Last week, sports columnist Mike Bianchi, who writes for the Orlando Sentinel, wrote about former head coach Bobby Bowden. Bianchi was writing about a recent decision by the Orange County School Board to not allow volunteers (or any school officials such as teachers or coaches) to lead prayer with any sports teams. Bianchi’s column was to make the point that a coach like Bobby Bowden would not be able to keep his job….or even get hired…in today’s America.
That single idea is the core of our crisis as a country. For some people and groups, the promise of the first amendment as it relates to faith and religion, means that it is their duty to stamp out all connections to God wherever those connections may be found. They have twisted the ideas and hopes of our Founders in ways that none of those men would have ever dreamed or wanted….even the supposedly (and erroneously believed) anti-Christian Thomas Jefferson.
It’s no secret, and I do not try to hide at any time, that I am a Christian. So, my opinion, just like everyone else, is bent or guided by my own views through my values. Were I an atheist then I’d see the world through that set of values. Those values do not make me right, but at the same time, that my opinions may differ from yours doesn’t automatically make me wrong.
Clearly there is something wrong, perhaps even ill, in our country. I can agree with many that we have several problems that each has various causes. Yet for me, with any serious observation of our country and its problems, a root foundational cause is that we have allowed some people or groups to rid us of our historic connection to the Christian God.
God is the answer!
I won’t spend many words here defending this idea that our nation has a historic connection to the Christian God, but I could. Those that think otherwise have to bend and twist and struggle to create a semi-plausible reading of history to get there…and even then, with the use of simple historic documents, their hypothesis is shredded. Realize, as I have said here before, I am not saying that we were founded as a Christian country. Nor am I saying that everyone was a Christian, or even that those who claimed to be Christians were being truthful or faithful to the views of Christianity. And yes, I know all to well the many failures of the country…something that no one should try to dodge. We are, after all, just humans who sin and err (or at least I do, every day), so a group of us humans would also make mistakes and errors.
That fact of our errors or that not everyone was a Christian in NO WAY UNDERMINES the fact that our country existed for decades from our founding in the 1600s as a civic entity with a close tie to the Christian God. Our Presidents, including the aforementioned Jefferson, acknowledged God as critical for our success. The many strands of the Christian faith permeated the country. Most of our early colleges were founded by these various denominations.

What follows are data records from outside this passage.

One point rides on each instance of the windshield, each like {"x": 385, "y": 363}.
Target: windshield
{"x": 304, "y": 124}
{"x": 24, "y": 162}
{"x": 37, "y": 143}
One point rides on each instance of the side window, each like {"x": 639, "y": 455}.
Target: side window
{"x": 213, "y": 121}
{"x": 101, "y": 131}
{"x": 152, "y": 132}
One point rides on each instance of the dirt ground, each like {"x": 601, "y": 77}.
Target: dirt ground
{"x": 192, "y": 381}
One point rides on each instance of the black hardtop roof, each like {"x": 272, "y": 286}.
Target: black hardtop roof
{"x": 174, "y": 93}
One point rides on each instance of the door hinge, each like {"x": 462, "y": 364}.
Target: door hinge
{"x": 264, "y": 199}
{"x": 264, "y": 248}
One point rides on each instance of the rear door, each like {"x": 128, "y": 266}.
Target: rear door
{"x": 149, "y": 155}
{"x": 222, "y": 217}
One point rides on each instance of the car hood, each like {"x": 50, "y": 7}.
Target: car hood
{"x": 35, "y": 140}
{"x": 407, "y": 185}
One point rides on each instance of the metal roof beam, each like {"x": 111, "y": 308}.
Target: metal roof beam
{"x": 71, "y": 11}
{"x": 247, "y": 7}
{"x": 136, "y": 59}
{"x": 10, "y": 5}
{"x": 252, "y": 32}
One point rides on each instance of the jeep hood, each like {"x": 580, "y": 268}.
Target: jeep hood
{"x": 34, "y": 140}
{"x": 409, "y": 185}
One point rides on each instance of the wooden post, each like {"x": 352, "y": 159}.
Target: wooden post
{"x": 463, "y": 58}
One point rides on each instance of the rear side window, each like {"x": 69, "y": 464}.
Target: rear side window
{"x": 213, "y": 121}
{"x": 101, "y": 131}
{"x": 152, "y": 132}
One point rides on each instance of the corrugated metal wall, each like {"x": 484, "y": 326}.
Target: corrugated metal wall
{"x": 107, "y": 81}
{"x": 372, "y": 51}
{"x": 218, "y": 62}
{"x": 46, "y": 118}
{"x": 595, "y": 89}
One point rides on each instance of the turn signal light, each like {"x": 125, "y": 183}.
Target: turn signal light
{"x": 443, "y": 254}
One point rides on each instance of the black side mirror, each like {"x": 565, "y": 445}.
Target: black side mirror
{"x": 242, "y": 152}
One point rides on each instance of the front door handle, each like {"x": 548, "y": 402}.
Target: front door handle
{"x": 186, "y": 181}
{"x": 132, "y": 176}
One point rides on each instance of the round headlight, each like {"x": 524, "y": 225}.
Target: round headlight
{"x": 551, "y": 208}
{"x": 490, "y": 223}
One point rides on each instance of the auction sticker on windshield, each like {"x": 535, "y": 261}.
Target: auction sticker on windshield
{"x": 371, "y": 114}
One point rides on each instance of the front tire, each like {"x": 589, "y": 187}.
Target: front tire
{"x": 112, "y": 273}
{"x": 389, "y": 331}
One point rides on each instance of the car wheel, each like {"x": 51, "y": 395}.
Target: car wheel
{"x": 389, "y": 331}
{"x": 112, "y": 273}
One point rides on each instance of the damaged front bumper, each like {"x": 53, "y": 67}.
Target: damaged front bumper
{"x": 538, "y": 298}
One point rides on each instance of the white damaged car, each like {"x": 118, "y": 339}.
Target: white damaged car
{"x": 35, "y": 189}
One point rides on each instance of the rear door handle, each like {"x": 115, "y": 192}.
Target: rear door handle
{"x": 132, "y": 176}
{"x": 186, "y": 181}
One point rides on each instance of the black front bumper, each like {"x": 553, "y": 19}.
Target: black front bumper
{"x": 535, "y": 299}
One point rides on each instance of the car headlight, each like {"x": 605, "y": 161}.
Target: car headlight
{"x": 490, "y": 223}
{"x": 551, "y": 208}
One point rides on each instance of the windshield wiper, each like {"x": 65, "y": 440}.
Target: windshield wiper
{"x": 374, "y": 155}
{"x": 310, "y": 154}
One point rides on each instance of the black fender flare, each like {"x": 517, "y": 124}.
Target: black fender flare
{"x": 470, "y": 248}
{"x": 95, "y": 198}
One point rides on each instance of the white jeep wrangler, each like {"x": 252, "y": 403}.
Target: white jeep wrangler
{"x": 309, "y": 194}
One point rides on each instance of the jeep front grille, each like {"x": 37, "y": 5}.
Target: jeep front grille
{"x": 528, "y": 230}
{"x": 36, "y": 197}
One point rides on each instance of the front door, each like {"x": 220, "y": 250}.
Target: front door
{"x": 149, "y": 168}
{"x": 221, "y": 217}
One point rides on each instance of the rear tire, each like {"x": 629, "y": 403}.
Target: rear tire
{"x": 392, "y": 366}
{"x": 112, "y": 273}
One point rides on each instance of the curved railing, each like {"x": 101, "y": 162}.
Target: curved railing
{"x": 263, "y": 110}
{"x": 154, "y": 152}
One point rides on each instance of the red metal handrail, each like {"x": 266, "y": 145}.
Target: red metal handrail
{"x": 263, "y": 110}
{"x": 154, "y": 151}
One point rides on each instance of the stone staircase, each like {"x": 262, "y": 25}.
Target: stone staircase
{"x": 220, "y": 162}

Men like Bobby Bowden, and women like my godly mother who taught kindergarten for 30 years, were people who openly shared their faith with their students and peers. Generation after generation, our country remained strong because through childhood and school, the values of our nation were taught. Those values were strongly influenced by Christianity. In all walks of life, imperfectly of course, the citizens of the country stood with God. Even those who were open in their disdain for God knew that no one would harm them or force them to join Christianity, and yet that the idea of faith was deep even in their lives. They knew of truth and honor and a myriad of other values like sacrifice and physical effort because of what they were taught, and that those values were deeper than just some human invention.
Our Presidents like Franklin Delano Roosevelt would call the country to pray. Men like Abraham Lincoln would urge the country to lean on its deep roots of faith and let the Christian virtues guide us even in a bitter conflict among brothers. The leaders of movements like the Abolition Movement, the Progressive Movement or the Civil Rights Movement were almost exclusively Christian, eager to use their own wealth and time to try and make the country a better place.
Somehow, in the 1960s though, something happened. Slowly, inexorably, and with determination, groups began to push us away from our historic roots. And they were successful. OK, sure, as some like to point out, God isn’t going anywhere and anyone can pray at any time. That dodge is missing the point and I am confident that most who say that knows it. As a nation, from an open stance of action and policy, we moved away from God, pushing Him officially from our schools and lives.
Look around today, then, at our ills. Great incarceration. Rich people who are largely unconcerned with their poor workers. Road rage happens all the time. People with very short fuses fly off the handle at the slightest provocation. We have successfully eliminated any deep concern with life, whether through killing babies when they are a mere weeks alive or through wanton shooting just because a teen doesn’t look right to you. We no longer keep our word. We don’t understand the concept of honor or shame. We speak to one another, especially in writing on the Internet, in the most egregious and impolite ways.
We are a mess.
And yet, when we look for solutions to things like poor effort in schools or economic malaise or low standards of excellence in the work place, we refuse to look at the one place with an answer. God.
Sure, I can hear some of my non-Christian friends snickering at crazy Carl because I would actually suggest that we might have better students were we more connected to the Christian God. Or, that God could actually have a positive impact at decisions we make with our national wealth. And yet, sure enough, I do believe that. Pick me a topic, let’s chat and I can promise you that at the end, a core aspect of the solution will be a return to God in the center of our nation.
Don’t believe me? Give it a try. I’m right here. Let’s chat.